(Unity) Add Profiler support for the C # implementation that is blocked by Lua

Problem description

The Unity project often chooses to use Lua as a more logical script in practice. This is because Unity itself is less friendly to heat, more flexible with Lua heat, and simpler to share code and data with the server. At present, many different Unity + Lua integration programs, the practice of using a lot of Pang classmate's Slua program.

Teams that use Lua tend to be "heavier" integrations, exposing a sizable engine interface to Lua, so logically enough freedom to have full control over the game and the engine. When the interoperability interface between C#/lua rapidly grows to tens of thousands, an important issue emerges: C # and Lua's interaction layer is closed to the engine, and many engine-built tools do not cross the boundaries of host (C #) and script (LUA). The most important of these affected mechanisms is Unity Profiler.

Unity Profiler is a powerful performance analysis tool provided by unity, which can effectively help locate bottlenecks in the optimization phase, and sometimes it is easy to find some hidden bugs. And when we navigate to a Lua function that has a larger overhead (CPU or memory GC Alloc), it's hard to see more detail as the effects of cross-language boundaries are blocked.

A "normal" approach

Since the API interface of Profiler is also exposed to the script, it is normal to turn to the corresponding Lua code according to the problematic calls on the C # side, read the relevant script logic, and add the corresponding profiling samples for the potentially expensive logic. Profiler.beginsample ()/endsample (), to locate the problem code paragraph, and then back to the corresponding C # function, and then add the test code to verify our ideas.

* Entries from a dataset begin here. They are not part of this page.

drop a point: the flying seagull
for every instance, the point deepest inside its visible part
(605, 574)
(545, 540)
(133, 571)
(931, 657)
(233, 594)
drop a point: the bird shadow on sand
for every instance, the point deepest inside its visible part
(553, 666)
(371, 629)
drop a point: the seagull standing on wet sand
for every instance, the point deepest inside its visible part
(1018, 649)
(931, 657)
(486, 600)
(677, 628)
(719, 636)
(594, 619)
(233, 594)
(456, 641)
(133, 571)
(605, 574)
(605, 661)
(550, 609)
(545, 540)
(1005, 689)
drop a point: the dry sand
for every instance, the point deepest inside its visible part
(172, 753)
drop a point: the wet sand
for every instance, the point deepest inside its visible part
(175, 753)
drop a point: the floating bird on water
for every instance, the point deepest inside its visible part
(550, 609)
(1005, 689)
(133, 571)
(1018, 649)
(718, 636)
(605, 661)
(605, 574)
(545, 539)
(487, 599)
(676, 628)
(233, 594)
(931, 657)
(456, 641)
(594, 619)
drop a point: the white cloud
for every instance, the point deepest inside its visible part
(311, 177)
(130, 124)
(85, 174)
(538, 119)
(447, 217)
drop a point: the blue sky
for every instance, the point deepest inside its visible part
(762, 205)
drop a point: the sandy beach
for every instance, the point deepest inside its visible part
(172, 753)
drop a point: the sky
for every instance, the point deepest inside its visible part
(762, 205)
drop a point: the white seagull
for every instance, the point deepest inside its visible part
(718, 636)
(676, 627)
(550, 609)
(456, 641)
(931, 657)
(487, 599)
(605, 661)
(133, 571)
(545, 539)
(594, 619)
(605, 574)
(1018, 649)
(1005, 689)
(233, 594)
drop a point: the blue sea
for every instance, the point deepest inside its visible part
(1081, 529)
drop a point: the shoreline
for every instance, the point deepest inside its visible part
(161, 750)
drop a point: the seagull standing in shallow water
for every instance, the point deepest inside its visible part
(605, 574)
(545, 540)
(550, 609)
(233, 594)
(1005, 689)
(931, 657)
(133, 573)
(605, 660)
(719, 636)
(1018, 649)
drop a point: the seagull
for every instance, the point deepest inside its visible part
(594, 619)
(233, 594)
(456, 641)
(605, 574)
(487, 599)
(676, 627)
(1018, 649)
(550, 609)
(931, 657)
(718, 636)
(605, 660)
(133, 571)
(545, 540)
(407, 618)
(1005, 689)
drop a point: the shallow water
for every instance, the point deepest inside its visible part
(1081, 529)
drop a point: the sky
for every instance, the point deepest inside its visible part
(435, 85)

In fact, we know that in most cases (if not a bug), the CPU overhead of a logical script is relatively low compared to the engine part (in the case of the logical code, the majority of the cases that require loops are very small, and generally do not use very complex calculations-or, in the case of proper design, Complex operations are given to the bottom to do the whole block, and the easily troubled managed memory allocations cause the GC cotton memory problem, as well as the C # code that is completely returned by the script.

This analysis, often around a circle and back to C #, the middle pay a lot of meaningless in the script in circles of time not to say, was forced to read and analyze the repetitive high script logic code, also greatly increased the burden of energy and mental.

Aop

Now that you know it's always going to go back to C # from Lua, is there a simple way to add a profiling sample to all of the C # interfaces exposed to LUA once and for all?

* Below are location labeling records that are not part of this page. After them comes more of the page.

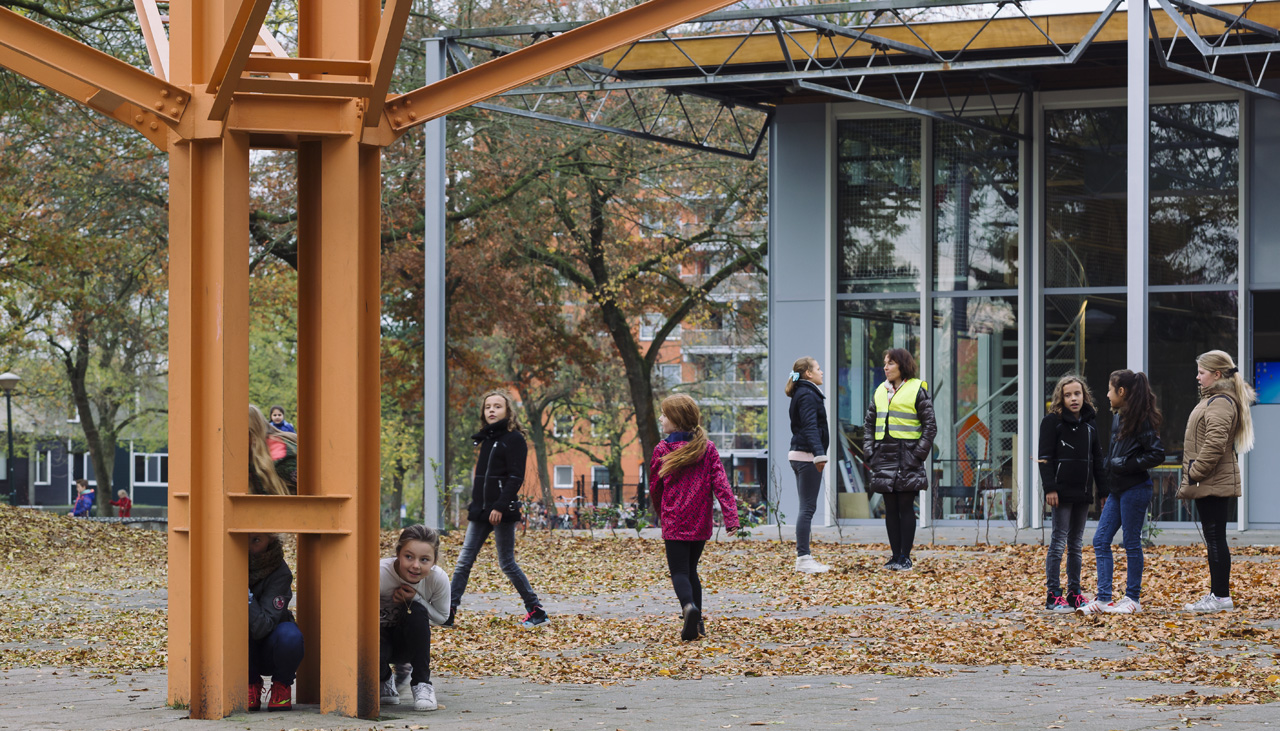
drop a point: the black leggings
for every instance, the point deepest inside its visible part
(407, 640)
(1214, 514)
(682, 561)
(900, 522)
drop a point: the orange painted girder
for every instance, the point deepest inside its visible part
(548, 56)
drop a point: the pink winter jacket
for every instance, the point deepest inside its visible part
(684, 501)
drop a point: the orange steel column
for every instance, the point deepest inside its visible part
(338, 323)
(209, 357)
(307, 571)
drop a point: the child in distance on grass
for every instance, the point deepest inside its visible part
(1070, 453)
(688, 473)
(123, 503)
(412, 593)
(1136, 447)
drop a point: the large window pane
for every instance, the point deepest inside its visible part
(1084, 197)
(865, 329)
(974, 388)
(1194, 200)
(878, 224)
(1084, 334)
(1183, 325)
(976, 216)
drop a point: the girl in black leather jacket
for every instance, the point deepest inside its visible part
(1125, 493)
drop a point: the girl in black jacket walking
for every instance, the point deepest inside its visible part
(808, 455)
(1070, 452)
(1125, 493)
(494, 505)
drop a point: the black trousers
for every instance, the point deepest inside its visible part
(1215, 514)
(900, 522)
(682, 558)
(407, 640)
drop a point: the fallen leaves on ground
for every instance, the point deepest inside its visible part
(961, 607)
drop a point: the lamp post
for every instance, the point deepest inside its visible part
(7, 382)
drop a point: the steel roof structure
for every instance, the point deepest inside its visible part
(714, 83)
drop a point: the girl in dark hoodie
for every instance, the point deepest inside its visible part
(496, 503)
(1070, 452)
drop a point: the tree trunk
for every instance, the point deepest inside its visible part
(538, 435)
(76, 362)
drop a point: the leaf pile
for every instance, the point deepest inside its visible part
(961, 607)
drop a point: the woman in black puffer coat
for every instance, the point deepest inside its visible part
(897, 439)
(496, 506)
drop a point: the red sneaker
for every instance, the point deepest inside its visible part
(282, 697)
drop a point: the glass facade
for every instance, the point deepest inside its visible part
(963, 272)
(878, 220)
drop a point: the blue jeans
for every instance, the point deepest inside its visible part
(504, 539)
(1127, 511)
(277, 654)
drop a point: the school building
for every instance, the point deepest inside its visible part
(964, 188)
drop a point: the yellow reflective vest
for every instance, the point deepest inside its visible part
(897, 415)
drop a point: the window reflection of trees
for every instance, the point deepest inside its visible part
(976, 191)
(878, 188)
(1194, 205)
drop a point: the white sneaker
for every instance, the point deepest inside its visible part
(1092, 607)
(389, 695)
(1210, 603)
(1125, 606)
(809, 565)
(424, 697)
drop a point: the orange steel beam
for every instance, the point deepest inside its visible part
(391, 32)
(155, 36)
(123, 112)
(51, 51)
(287, 64)
(543, 58)
(231, 62)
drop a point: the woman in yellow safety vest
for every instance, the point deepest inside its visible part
(896, 443)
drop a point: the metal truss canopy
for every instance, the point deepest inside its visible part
(899, 54)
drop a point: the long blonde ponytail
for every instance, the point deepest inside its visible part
(1240, 392)
(684, 415)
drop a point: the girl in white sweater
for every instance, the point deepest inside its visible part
(414, 593)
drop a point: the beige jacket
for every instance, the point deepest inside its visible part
(1210, 465)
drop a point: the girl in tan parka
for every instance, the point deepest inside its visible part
(1217, 430)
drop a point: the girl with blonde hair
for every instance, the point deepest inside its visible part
(688, 478)
(1219, 429)
(1069, 456)
(273, 457)
(808, 455)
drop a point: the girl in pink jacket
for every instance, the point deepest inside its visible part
(686, 470)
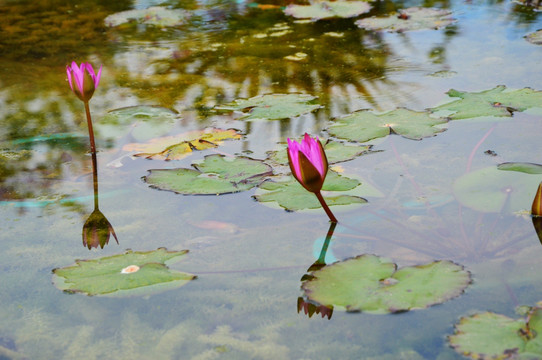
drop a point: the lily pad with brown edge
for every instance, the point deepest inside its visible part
(273, 106)
(499, 102)
(493, 336)
(336, 152)
(368, 283)
(328, 9)
(179, 146)
(288, 194)
(157, 16)
(414, 18)
(128, 274)
(493, 190)
(365, 125)
(534, 37)
(216, 175)
(144, 122)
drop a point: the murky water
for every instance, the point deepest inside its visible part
(249, 257)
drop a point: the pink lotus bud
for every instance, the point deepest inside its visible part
(308, 162)
(83, 80)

If we can do this, we can ignore the intermediate script layer (LUA) interference and solve all the problems within the C # environment.

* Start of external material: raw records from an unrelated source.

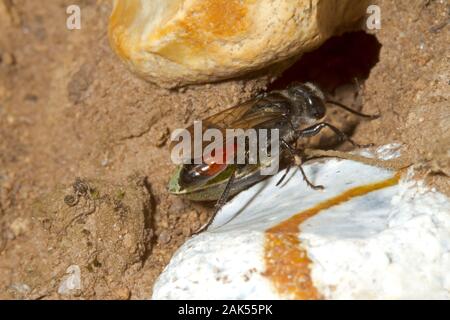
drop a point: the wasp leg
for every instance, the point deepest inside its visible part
(343, 106)
(309, 183)
(220, 203)
(315, 129)
(298, 162)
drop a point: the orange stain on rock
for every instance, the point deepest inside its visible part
(287, 263)
(204, 24)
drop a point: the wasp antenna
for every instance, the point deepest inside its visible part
(343, 106)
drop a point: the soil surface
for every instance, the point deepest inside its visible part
(84, 157)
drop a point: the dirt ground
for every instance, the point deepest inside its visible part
(84, 159)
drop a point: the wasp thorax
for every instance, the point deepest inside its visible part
(309, 100)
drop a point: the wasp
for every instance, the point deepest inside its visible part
(296, 112)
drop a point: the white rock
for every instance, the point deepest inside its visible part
(72, 281)
(391, 243)
(179, 42)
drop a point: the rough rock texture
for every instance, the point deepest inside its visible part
(178, 42)
(69, 108)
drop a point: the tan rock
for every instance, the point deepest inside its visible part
(178, 42)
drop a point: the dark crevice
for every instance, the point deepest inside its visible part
(337, 62)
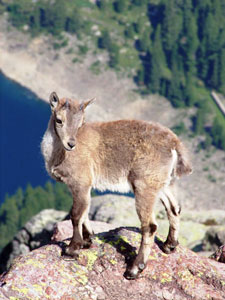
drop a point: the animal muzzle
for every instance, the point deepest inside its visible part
(70, 145)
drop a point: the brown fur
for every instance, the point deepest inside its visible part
(114, 155)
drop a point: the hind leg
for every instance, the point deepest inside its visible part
(173, 212)
(145, 200)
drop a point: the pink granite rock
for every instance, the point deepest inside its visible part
(98, 273)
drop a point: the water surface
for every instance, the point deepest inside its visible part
(23, 121)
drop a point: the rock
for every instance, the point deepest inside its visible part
(98, 272)
(121, 211)
(64, 230)
(214, 238)
(35, 233)
(219, 255)
(206, 217)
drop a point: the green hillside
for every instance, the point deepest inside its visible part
(172, 47)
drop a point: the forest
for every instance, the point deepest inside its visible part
(175, 48)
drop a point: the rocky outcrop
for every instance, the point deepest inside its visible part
(200, 230)
(219, 255)
(35, 233)
(98, 272)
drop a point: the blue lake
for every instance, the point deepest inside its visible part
(23, 121)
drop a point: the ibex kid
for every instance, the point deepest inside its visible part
(124, 155)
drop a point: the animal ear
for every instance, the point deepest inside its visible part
(54, 100)
(86, 103)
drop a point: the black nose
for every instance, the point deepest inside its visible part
(71, 144)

My gaze naturally goes to AOP (Aspect oriented programming), which helps us to add the code we want to execute without modifying the target function code (like Python's decorator).

Python-deco

After some research, I succeeded in drawing the following conclusion:

Some existing AOP methods for C #, under the Unity of the mono, basically kneeling ~ ~

Still can let me have a happy children's Day ~ ~

In these attempts, the closest success is to use a lambda expression package layer, add the relevant code, and then register it to Slua, however, Slua need to add the following attribute for the registered function:

[Monopinvokecallbackattribute (typeof (XXX))]
C # does not support adding attributes to lambda expression, so &_& ...

A concise approach to using Slua code generation

Finding it difficult to solve problems through the language mechanism of C # itself, I looked to Slua: Now that all the binding code is Slua generated, it's better to modify the generated code directly and generate the sample code into the binding function of the interface.

Locate the build location of the normal function interface

void Writefunctionimpl (StreamWriter file, MethodInfo m, Type T, BindingFlags BF)
{
...
}
At one end add the corresponding generated code (beginsample () parameters can be directly with methodinfo.name to get the correct function name), run Slua make generated, get the following results (a single function):

[Monopinvokecallbackattribute (typeof (XXX))]
static public int xxx (IntPtr l) {
try {
Profiler. Beginsample ("xxx");

...

return 1;
}
catch (Exception e) {
Return error (L, e);
}
finally {
Profiler. Endsample ();
}
}
Endsample () in finally, ensure that each exit is matched correctly.

Particle size Control

Next step further, we want to have some granularity of control, only for a class of interest, or even for functions that are cared for within that class. Back to the method where the previous function was generated, you can see the signature:

void Writefunctionimpl (StreamWriter file, MethodInfo m, Type T, BindingFlags BF);
The second parameter can be used to filter the functions we care about (we can filter the strings with M.name), and the third parameter Type T can be used to filter the corresponding class (through the if (t = = typeof (Targetclass)) so that we can only Generated for a particular class and function.